Aron Lund, a fellow at The Century Foundation, said that despite Geneva’s important “symbolic value, it isn’t moving forward in any visible way.”
“In practice, the Geneva track has largely been sidelined by the Astana track, at least for now,” Lund said.
Delegations were arriving in Geneva on Monday, a day before the talks start.
The Syrian regime team will be headed once again by its UN ambassador Bashar Al-Jaafari.
The opposition delegation will be represented by the Riyadh-based High Negotiations Committee and led again by Nasr Al-Hariri and Mohammad Sabra.
The HNC has continued to call for the ouster of President Bashar Assad as part of a political transition, a demand seen as a non-starter by the Syrian regime.
“By design, the Geneva process revolves around this dead-end demand for a negotiated transition,” Lund told AFP.
“In terms of actually trying to stabilize Syria, the main effect of pegging peace to transition has been to marginalize the UN in Geneva and shift attention to Astana instead,” he said.
Opposition backer Turkey and regime allies Russia and Iran sponsored the first talks in Astana in late January to reinforce a faltering cease-fire.

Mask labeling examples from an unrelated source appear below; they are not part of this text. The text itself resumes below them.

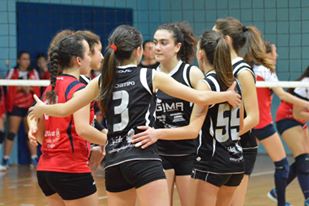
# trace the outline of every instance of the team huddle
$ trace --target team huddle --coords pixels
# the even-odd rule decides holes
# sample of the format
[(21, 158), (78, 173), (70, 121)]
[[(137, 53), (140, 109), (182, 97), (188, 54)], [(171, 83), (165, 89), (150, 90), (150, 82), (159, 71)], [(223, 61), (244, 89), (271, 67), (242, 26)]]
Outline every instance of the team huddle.
[[(297, 177), (309, 205), (309, 92), (255, 86), (278, 81), (275, 45), (232, 17), (198, 39), (186, 23), (163, 24), (148, 43), (150, 66), (132, 26), (112, 32), (103, 64), (101, 42), (87, 32), (52, 40), (51, 84), (28, 115), (30, 141), (42, 145), (37, 178), (48, 204), (98, 205), (89, 156), (100, 148), (108, 205), (173, 205), (174, 186), (182, 206), (244, 205), (259, 142), (275, 165), (269, 197), (290, 205), (285, 190)], [(100, 75), (81, 81), (91, 68)], [(309, 80), (307, 70), (300, 81)], [(282, 100), (276, 126), (292, 165), (272, 121), (272, 93)], [(95, 101), (104, 129), (93, 126)]]

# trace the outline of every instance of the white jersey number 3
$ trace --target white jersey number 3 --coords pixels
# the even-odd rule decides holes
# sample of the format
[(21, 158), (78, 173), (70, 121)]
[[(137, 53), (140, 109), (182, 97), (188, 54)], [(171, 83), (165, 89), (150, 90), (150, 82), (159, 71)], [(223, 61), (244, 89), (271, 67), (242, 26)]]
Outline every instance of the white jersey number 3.
[(113, 100), (117, 99), (120, 99), (121, 103), (114, 107), (114, 114), (121, 115), (121, 122), (113, 125), (114, 132), (123, 130), (129, 123), (129, 93), (125, 90), (113, 92)]
[(237, 131), (240, 121), (237, 115), (238, 111), (238, 108), (230, 110), (228, 104), (220, 104), (216, 127), (216, 139), (218, 142), (226, 142), (229, 138), (233, 141), (239, 139)]

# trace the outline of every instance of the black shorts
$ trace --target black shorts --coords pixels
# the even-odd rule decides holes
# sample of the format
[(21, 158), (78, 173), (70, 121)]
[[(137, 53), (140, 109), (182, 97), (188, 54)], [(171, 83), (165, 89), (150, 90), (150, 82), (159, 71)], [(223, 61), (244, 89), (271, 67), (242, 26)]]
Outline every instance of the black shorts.
[(165, 170), (175, 170), (176, 176), (191, 175), (193, 162), (195, 160), (194, 154), (187, 156), (160, 155), (160, 157), (162, 159), (162, 165)]
[(288, 130), (288, 129), (295, 127), (295, 126), (303, 127), (304, 124), (299, 122), (299, 121), (296, 121), (295, 119), (282, 119), (282, 120), (276, 122), (276, 126), (277, 126), (277, 130), (278, 130), (279, 134), (282, 135), (283, 132), (285, 132), (285, 130)]
[(13, 110), (8, 113), (9, 116), (26, 117), (28, 115), (28, 108), (13, 107)]
[(252, 134), (260, 141), (276, 133), (275, 126), (271, 123), (260, 129), (252, 129)]
[(87, 197), (97, 191), (91, 173), (37, 171), (37, 178), (45, 196), (57, 193), (63, 200)]
[(191, 174), (193, 179), (203, 180), (217, 187), (236, 187), (241, 183), (243, 176), (244, 174), (214, 174), (198, 169), (193, 169)]
[(250, 176), (252, 174), (257, 153), (257, 148), (243, 149), (245, 175)]
[(108, 192), (139, 188), (160, 179), (165, 179), (165, 174), (158, 160), (132, 160), (105, 169)]

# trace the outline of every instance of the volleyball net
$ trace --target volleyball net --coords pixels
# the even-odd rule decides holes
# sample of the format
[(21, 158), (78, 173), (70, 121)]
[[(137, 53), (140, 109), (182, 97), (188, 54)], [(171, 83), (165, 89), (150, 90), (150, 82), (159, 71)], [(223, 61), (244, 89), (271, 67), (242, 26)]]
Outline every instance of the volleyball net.
[[(10, 80), (10, 79), (0, 79), (0, 86), (38, 86), (46, 87), (50, 84), (49, 80)], [(300, 81), (278, 81), (278, 82), (264, 82), (257, 81), (256, 87), (262, 88), (272, 88), (272, 87), (282, 87), (282, 88), (297, 88), (297, 87), (308, 87), (309, 82)]]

They have since returned for several meetings, culminating this month in the safe zones deal.
Assad has brushed off the upcoming Geneva negotiations as “merely a meeting for the media.”
“There is nothing substantial in all the Geneva meetings. Not even one per million. It is null,” Assad said in a recent interview with Belarus’s ONT channel.
“As to Astana, the situation is different... This started to produce results,” Assad said.
De Mistura on Monday downplayed Assad’s comments, pointing out that the Syrian president had sent a large, high-level delegation to Geneva, and “they are empowered to serious discussions and they are here to work.”
He said his dealings with the regime delegation had been “much more substantive than just those general comments that are made for the cameras.”
Syrian peace efforts have also been marked in recent months by Washington’s all-but withdrawal from the process under President Donald Trump.
The previous US administration, in particular then-secretary of state John Kerry, was deeply involved in the Geneva process but since Trump took office Washington has played little apparent role.
But de Mistura said Monday he was “encouraged by the increasing engagement, the increasing interest, by the US administration in finding a de-escalation.”